What carries the argument
A simple method to mitigate mechanized memorization in character understanding evaluations while preserving essential implicit cues.
If this is right
- Existing benchmarks for character understanding in LLMs are contaminated by data overlap with training corpora.
- Performance on these tasks often reflects memorization rather than true understanding.
- New evaluation methods are needed that better isolate reasoning from recall.
- LLMs may require different training approaches to prioritize gist memory over verbatim storage.
Where Pith is reading between the lines
- Similar contamination issues likely affect other reasoning benchmarks involving popular culture or well-known texts.
- Applying the method to non-fiction or original stories could test whether drops occur only on memorized content.

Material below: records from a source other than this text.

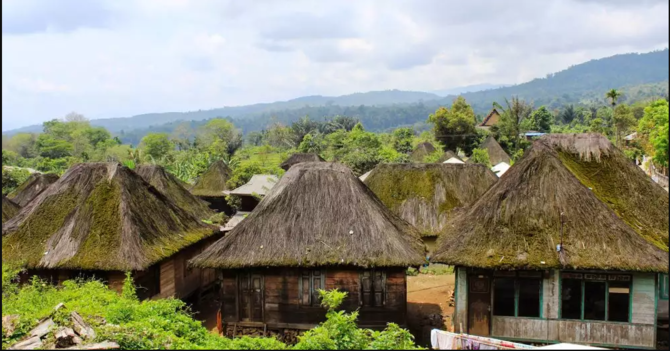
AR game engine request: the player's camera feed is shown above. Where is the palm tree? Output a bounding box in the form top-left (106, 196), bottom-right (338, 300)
top-left (605, 89), bottom-right (621, 107)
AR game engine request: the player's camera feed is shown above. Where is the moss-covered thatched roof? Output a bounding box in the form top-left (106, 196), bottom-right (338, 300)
top-left (431, 134), bottom-right (668, 272)
top-left (365, 163), bottom-right (498, 236)
top-left (190, 160), bottom-right (233, 197)
top-left (279, 153), bottom-right (325, 171)
top-left (135, 165), bottom-right (213, 219)
top-left (7, 173), bottom-right (58, 207)
top-left (436, 150), bottom-right (463, 163)
top-left (2, 195), bottom-right (21, 223)
top-left (409, 141), bottom-right (435, 162)
top-left (2, 163), bottom-right (218, 271)
top-left (479, 136), bottom-right (512, 165)
top-left (191, 162), bottom-right (425, 268)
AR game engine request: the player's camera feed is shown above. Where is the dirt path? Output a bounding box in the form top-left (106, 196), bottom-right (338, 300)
top-left (407, 274), bottom-right (454, 346)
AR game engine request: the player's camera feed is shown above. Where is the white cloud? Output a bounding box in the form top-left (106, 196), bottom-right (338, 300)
top-left (2, 0), bottom-right (668, 130)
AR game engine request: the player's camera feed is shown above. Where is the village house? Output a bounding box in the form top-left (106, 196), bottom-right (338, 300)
top-left (2, 163), bottom-right (222, 299)
top-left (365, 163), bottom-right (498, 251)
top-left (189, 160), bottom-right (234, 215)
top-left (431, 134), bottom-right (668, 348)
top-left (279, 152), bottom-right (325, 171)
top-left (191, 162), bottom-right (425, 334)
top-left (7, 173), bottom-right (58, 207)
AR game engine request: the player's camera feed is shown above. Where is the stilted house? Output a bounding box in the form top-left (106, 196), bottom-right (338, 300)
top-left (479, 136), bottom-right (512, 165)
top-left (365, 163), bottom-right (498, 251)
top-left (477, 108), bottom-right (500, 130)
top-left (7, 173), bottom-right (58, 207)
top-left (436, 150), bottom-right (463, 163)
top-left (431, 134), bottom-right (668, 348)
top-left (2, 195), bottom-right (21, 223)
top-left (134, 165), bottom-right (214, 219)
top-left (279, 153), bottom-right (325, 171)
top-left (190, 160), bottom-right (233, 215)
top-left (409, 141), bottom-right (435, 163)
top-left (191, 162), bottom-right (425, 329)
top-left (2, 163), bottom-right (222, 298)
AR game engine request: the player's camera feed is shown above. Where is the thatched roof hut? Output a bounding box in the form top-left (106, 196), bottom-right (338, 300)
top-left (2, 195), bottom-right (21, 223)
top-left (479, 136), bottom-right (512, 165)
top-left (435, 150), bottom-right (463, 163)
top-left (190, 160), bottom-right (233, 197)
top-left (134, 165), bottom-right (213, 219)
top-left (365, 163), bottom-right (498, 236)
top-left (2, 163), bottom-right (217, 271)
top-left (279, 152), bottom-right (326, 171)
top-left (191, 162), bottom-right (425, 268)
top-left (431, 134), bottom-right (668, 272)
top-left (7, 173), bottom-right (58, 207)
top-left (409, 141), bottom-right (435, 162)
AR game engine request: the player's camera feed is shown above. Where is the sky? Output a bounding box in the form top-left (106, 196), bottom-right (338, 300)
top-left (2, 0), bottom-right (669, 131)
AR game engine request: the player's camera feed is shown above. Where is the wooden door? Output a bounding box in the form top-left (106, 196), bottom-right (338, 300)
top-left (468, 274), bottom-right (491, 336)
top-left (238, 273), bottom-right (263, 322)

- Future models might be trained with techniques to encourage gist extraction over rote memorization.
Load-bearing premise
The proposed method successfully isolates gist memory from verbatim memory without inadvertently removing cues required for genuine comprehension and reasoning, such that observed accuracy drops reflect reduced memorization rather than impaired task capability.
What would settle it
Testing the method on character understanding tasks using entirely new, original fictional stories never seen in training data, where no accuracy drop should occur if the claim holds.
Figures
read the original abstract
Recently, Large Language Models (LLMs) have shown impressive performance in character understanding tasks, such as analyzing the roles, personalities, and relationships of fictional characters. However, the extensive pre-training corpora used by LLMs raise concerns that they may rely on memorizing popular fictional works rather than genuinely understanding and reasoning about them. In this work, we argue that 'gist memory'-capturing essential meaning - should be the primary mechanism for character understanding tasks, as opposed to 'verbatim memory' - exact match of a string. We introduce a simple yet effective method to mitigate mechanized memorization in character understanding evaluations while preserving the essential implicit cues needed for comprehension and reasoning. Our approach reduces memorization-driven performance on popular fictional works from 96% accuracy to 72% and results in up to an 18% drop in accuracy across various character understanding tasks. These findings underscore the issue of data contamination in existing benchmarks, which often measure memorization rather than true character understanding.
Editorial analysis
A structured set of objections, weighed in public.
Referee Report
Summary. The paper claims that LLMs achieve high performance on character understanding tasks (roles, personalities, relationships) for fictional works primarily through verbatim memorization of popular texts rather than gist-based reasoning. It introduces an unspecified method to mitigate mechanized memorization while preserving implicit cues for comprehension, reporting a reduction in memorization-driven accuracy from 96% to 72% on popular fictional works and drops of up to 18% across character understanding tasks. The findings are presented as evidence of data contamination in existing benchmarks.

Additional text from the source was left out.